The classification of cancers from gene expression profiles is a challenging research area in bioinformatics since the highdimensionality of microarray data results in irrelevant and redundant information that affects the performance of classification.This paper proposes using an evolutionary algorithm to select relevant gene subsets in order to further use them for theclassification task. This is achieved by combining valuable results from different feature ranking methods into feature pools whosedimensionality is reduced by a wrapper approach involving a genetic algorithm and SVM classifier.

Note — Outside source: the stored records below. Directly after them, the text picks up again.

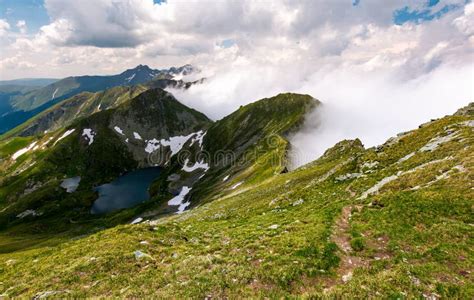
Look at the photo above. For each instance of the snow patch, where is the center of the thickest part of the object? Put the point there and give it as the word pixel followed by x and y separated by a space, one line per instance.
pixel 198 138
pixel 437 141
pixel 375 189
pixel 348 176
pixel 175 143
pixel 68 132
pixel 23 151
pixel 119 130
pixel 89 134
pixel 130 78
pixel 179 199
pixel 137 220
pixel 137 136
pixel 152 145
pixel 197 165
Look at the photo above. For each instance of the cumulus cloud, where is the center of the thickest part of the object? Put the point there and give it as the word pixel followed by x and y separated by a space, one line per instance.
pixel 4 27
pixel 375 78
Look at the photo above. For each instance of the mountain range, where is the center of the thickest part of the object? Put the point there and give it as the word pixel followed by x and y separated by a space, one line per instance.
pixel 227 216
pixel 20 102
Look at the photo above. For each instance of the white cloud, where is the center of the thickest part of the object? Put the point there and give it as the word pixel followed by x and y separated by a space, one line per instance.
pixel 4 27
pixel 375 78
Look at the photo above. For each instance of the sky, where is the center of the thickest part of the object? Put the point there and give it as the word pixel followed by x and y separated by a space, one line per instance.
pixel 379 67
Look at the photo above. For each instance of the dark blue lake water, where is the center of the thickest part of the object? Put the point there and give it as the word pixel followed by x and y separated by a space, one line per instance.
pixel 126 191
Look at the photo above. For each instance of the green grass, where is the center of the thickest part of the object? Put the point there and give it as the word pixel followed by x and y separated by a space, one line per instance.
pixel 274 236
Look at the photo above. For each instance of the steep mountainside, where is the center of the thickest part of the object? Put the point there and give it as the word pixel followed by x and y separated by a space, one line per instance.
pixel 393 221
pixel 32 82
pixel 97 148
pixel 19 107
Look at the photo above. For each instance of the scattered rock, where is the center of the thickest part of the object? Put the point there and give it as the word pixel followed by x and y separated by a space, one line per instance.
pixel 298 202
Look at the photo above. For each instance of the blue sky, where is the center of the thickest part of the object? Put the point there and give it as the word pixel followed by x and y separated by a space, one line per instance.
pixel 32 11
pixel 35 14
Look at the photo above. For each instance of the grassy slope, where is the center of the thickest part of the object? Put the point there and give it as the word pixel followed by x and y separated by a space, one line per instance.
pixel 280 237
pixel 255 134
pixel 102 161
pixel 81 105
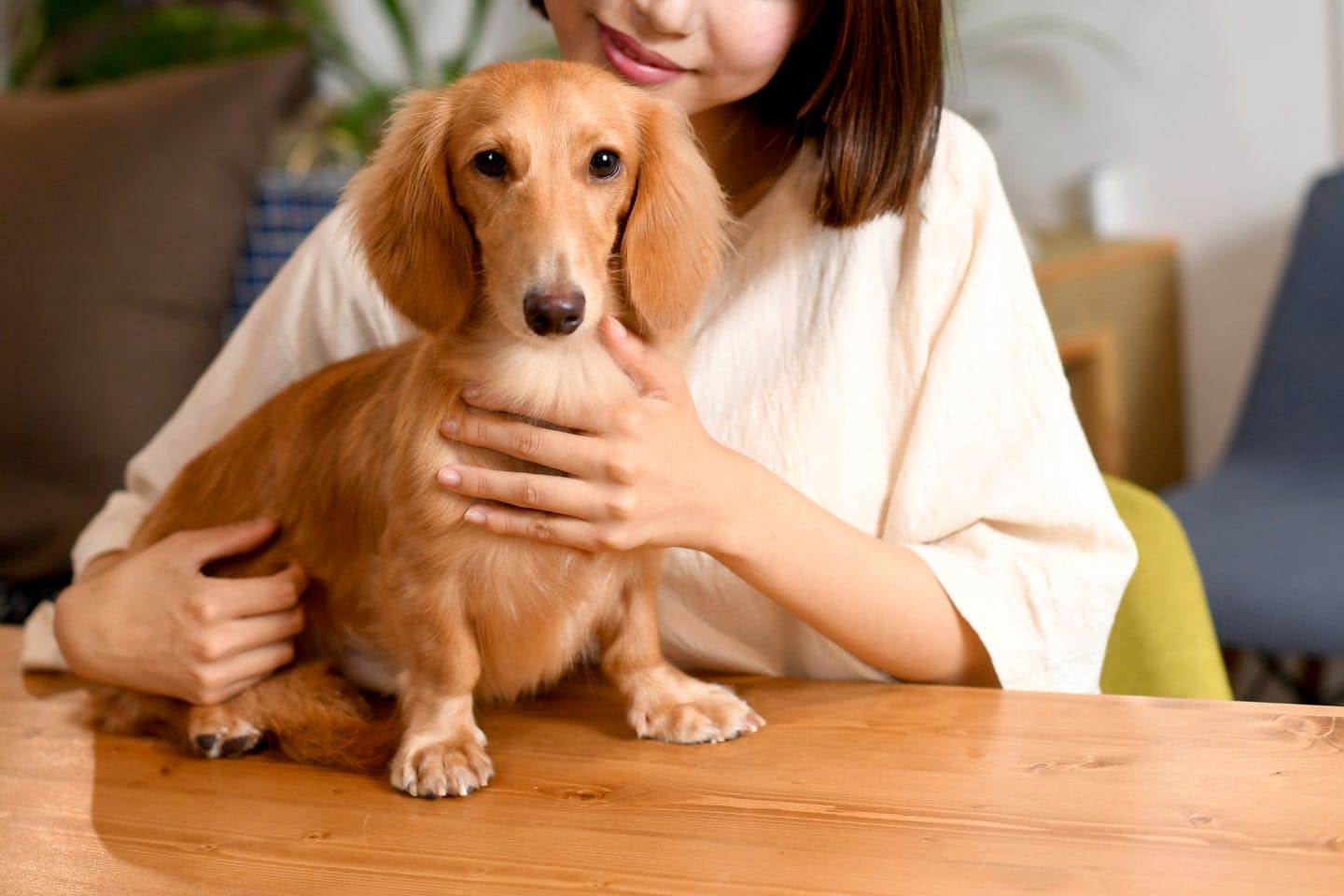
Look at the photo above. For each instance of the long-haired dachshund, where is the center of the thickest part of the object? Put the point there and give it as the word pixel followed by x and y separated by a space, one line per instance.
pixel 504 216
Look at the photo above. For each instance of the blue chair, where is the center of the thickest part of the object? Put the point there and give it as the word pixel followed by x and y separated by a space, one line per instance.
pixel 1267 523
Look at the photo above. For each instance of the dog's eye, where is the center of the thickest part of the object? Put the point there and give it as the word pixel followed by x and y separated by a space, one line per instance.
pixel 491 162
pixel 605 164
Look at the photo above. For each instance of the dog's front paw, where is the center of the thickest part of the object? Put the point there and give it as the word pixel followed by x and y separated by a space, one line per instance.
pixel 222 731
pixel 434 768
pixel 699 712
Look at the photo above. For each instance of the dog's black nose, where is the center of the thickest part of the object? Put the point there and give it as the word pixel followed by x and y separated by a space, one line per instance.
pixel 556 312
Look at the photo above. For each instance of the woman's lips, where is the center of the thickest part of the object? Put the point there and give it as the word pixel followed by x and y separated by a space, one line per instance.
pixel 633 61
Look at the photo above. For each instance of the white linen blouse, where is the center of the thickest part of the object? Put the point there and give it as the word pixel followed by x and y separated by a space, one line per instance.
pixel 902 373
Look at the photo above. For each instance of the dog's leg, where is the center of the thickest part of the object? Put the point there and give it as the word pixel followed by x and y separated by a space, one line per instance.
pixel 665 703
pixel 442 751
pixel 316 715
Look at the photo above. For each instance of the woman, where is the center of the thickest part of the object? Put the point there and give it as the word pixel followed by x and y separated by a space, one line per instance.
pixel 873 468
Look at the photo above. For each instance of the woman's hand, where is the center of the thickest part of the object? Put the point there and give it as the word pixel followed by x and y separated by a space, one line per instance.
pixel 152 621
pixel 643 471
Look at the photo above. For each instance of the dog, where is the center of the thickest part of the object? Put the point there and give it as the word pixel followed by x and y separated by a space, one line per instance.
pixel 504 216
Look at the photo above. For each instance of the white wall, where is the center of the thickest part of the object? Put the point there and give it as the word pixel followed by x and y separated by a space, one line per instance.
pixel 1215 115
pixel 1211 116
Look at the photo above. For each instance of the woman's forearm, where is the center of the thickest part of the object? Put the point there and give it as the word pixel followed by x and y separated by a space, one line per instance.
pixel 876 599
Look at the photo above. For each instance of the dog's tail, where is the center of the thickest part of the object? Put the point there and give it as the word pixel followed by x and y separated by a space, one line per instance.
pixel 316 716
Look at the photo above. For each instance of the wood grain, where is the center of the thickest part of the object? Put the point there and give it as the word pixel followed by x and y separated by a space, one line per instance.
pixel 851 789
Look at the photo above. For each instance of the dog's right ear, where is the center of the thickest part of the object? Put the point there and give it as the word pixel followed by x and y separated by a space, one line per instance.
pixel 415 241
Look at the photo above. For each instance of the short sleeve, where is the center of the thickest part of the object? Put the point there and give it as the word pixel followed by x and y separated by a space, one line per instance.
pixel 995 485
pixel 320 308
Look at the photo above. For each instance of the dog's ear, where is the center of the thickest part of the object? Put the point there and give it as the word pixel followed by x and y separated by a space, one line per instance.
pixel 677 229
pixel 415 241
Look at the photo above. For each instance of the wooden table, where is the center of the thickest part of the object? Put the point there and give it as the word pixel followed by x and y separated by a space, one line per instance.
pixel 851 789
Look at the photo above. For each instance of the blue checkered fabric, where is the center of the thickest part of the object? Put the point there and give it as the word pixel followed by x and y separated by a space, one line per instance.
pixel 287 208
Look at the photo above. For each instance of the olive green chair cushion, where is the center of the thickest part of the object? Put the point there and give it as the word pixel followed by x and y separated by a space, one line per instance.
pixel 1163 642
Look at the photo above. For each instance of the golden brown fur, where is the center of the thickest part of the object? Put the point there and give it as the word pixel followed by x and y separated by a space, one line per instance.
pixel 405 595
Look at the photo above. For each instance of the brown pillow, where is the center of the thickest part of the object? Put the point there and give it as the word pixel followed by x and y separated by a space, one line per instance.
pixel 121 213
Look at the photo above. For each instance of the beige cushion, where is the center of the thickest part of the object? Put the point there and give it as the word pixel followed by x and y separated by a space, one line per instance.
pixel 121 211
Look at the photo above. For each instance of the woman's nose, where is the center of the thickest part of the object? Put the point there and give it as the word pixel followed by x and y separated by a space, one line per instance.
pixel 666 16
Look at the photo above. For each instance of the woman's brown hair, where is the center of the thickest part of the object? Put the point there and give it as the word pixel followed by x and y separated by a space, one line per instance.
pixel 871 107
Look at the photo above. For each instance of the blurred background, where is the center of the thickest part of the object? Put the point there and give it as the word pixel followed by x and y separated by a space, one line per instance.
pixel 1157 156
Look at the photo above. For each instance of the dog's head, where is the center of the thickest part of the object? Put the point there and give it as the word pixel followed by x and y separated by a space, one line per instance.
pixel 546 195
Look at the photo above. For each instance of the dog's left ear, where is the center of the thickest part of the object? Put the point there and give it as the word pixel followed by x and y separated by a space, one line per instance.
pixel 677 230
pixel 415 241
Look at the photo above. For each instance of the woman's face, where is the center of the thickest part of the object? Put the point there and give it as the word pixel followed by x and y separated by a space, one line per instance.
pixel 700 54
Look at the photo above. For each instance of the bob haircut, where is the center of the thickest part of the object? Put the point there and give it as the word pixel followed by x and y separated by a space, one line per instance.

Specifically, the GA explores thespace defined by each feature pool looking for solutions that balance the size of the feature subsets and their classification accuracy.Experiments demonstrate that the proposed method provide good results in comparison to different state of art methods for theclassification of microarray data.
机译:从基因表达谱对癌症进行分类是生物信息学中一个具有挑战性的研究领域,因为微阵列数据的高维性会导致影响分类性能的无关信息和冗余信息。本文提出使用进化算法选择相关基因子集以进一步将它们用于分类任务。这是通过将来自不同特征分级方法的有价值结果组合到特征库中来实现的,这些特征库的维数通过涉及遗传算法和SVM分类器的包装方法得以降低。特别是,GA探索了每个特征池定义的空间,以寻找能够平衡特征子集大小及其分类精度的解决方案。实验证明,与不同的微阵列数据分类方法相比,该方法可提供良好的结果。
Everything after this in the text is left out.